Burkina Faso : Lancement d’une conférence inaugurale sur la contribution pratique de l’Intelligence artificielle au développement du pays

La conférence inaugurale sur la contribution de l’intelligence artificielle (IA) au développement du Burkina Faso a débuté ce mardi 28 octobre 2025 à Ouagadougou. Organisée par Le ministère de la Transition digitale, des postes et des Communications électroniques à travers le Secrétariat permanent de l’Innovation et de la Veille sur les Technologies émergentes du numérique (SPIVTEN), cette conférence a pour thème : « L’intelligence artificielle, un enjeu de souveraineté : Regards croisés sur la maîtrise de l’information et de la communication stratégiques ».

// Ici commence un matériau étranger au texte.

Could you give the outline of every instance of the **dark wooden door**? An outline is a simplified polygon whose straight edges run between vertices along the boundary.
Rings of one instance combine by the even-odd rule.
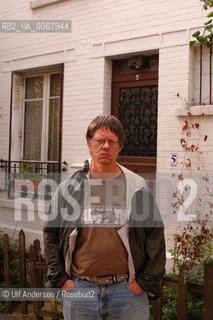
[[[121,121],[126,141],[118,162],[137,173],[155,173],[158,71],[128,73],[126,68],[122,74],[119,64],[113,63],[112,114]]]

Cette rencontre a servi de cadre pour des échanges sur les enjeux de l’intelligence artificielle et la souveraineté numérique, principalement pour le Burkina Faso. En tant que co-présidente de cette conférence, la ministre chargée de la Transition digitale, Aminata Zerbo/Sabané, a souligné que l’intelligence artificielle est placée au cœur des débats de souveraineté à l’échelle mondiale.
Ce système représente aujourd’hui un puissant levier stratégique dans le sens où il constitue non seulement un instrument de développement, mais aussi de puissance et de domination, selon elle. « Les États travaillent à pouvoir tirer le meilleur parti de cette intelligence artificielle, c’est-à-dire, se positionner comme leader dans l’exploitation et la mise en place des outils d’IA », a-t-elle déclaré.
Notons par ailleurs que cette conférence inaugurale marque le début d’une campagne nationale d’information et de formation. Elle sera ponctuée par des panels thématiques et des formations sur l’IA et la vérification des informations, adressés à divers publics.
Poursuivant les explications, Aminata Zerbo a souligné que le gouvernement burkinabè a décidé de ne pas subir les menaces de l’IA, mais plutôt de bâtir un plan d’action pragmatique permettant de mettre ses potentialités au service des populations, des entreprises, des institutions et du secteur privé.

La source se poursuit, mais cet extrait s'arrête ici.